August 10, 2009 by catbegley
Perhaps the most interesting part of my time in Adelaide was having the opportunity to see L2L in action. Spending a day in Bridgewater Primary School gave me time to talk to the inspirational principal, the pupils, teachers (called leaders of learning) and support staff. One of the first things you notice is that everyone calls each other by their first name and the second thing is the apparent chaos and movement in the school. As a visitor I was probably the only person who didn’t know what was going on and the only person seemingly without a purpose. That was quickly rectified as I started talking to children in the green group about their personal learning.

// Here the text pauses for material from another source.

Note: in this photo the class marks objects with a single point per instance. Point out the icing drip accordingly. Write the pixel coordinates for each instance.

There are some really important things going on in Bridgewater that we could accommodate in Scotland and which would enable us to engage pupils in more of a learning conversation than we perhaps do at the moment. All the young people I talked to were very clear about their learning, they talked about new learning and about why they had chosen particular strategies to tackle parts of their learning. They were also engaged, noisy, enthusiastic, energetic and apparently happy. I liked the brain food that arrived in each learning area at 10 o’clock in case anyone was hungry, big boxes of bread and fresh fruit which everyone helped themselves to. I liked the movement cards which allowed children to move feely about the school to different areas when they needed to or wanted to. The link books tied home and school together with reflective writing from the pupils and teachers. These are augmented with a three way conversation as part of that relationship with parents who are encouraged to come in every morning to support their child in their reading and others if they have the time.

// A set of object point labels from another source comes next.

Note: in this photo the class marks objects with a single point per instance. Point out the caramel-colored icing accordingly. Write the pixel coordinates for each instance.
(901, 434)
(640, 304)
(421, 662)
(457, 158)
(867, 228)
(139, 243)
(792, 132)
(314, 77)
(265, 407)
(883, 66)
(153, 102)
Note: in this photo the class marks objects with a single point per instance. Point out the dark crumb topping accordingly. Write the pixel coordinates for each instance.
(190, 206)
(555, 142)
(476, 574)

Another innovative school that I managed to spend time in was the Australian Science and Mathematics School. It is a purpose built school which makes sense of the interdisciplinary curriculum and is as much about radical learning as it is about a shift in practice for teachers. Most learning is done in open areas and some blocks of teaching on areas like sustainable futures is done by specialist and non-specialist teachers so for example, I sat in on a lesson from a module called The Ethnosphere. The students were about to start writing poetry in a scientific manner. It works because everything is organised around the students investing in and taking responsibility for their learning. The drawbacks are fitting in to the existing assessment structures which take no account of this particular schools approach to the previous two years of education so students in year 12 are shoe-horned back into having to learn in a more traditional manner for their final exams.

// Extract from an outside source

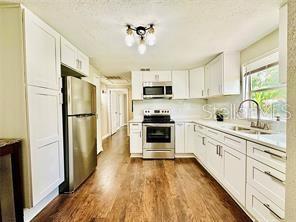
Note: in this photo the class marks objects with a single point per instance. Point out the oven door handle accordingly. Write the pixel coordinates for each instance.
(160, 125)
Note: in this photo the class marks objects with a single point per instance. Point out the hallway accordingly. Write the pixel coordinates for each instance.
(124, 189)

My experience in both these schools was enough to have made my whole journey worthwhile. Having an opportunity to see ‘what it looks like’ if you give more responsibility to children and allow them to make decisions about their learning themselves is fantastic. It looks really messy but the conversations with the pupils backs up the ideology about the value of student voice, of the possibility of deep learning and of motivated and enthusiastic young people engaged in developing and shaping their own learning experiences.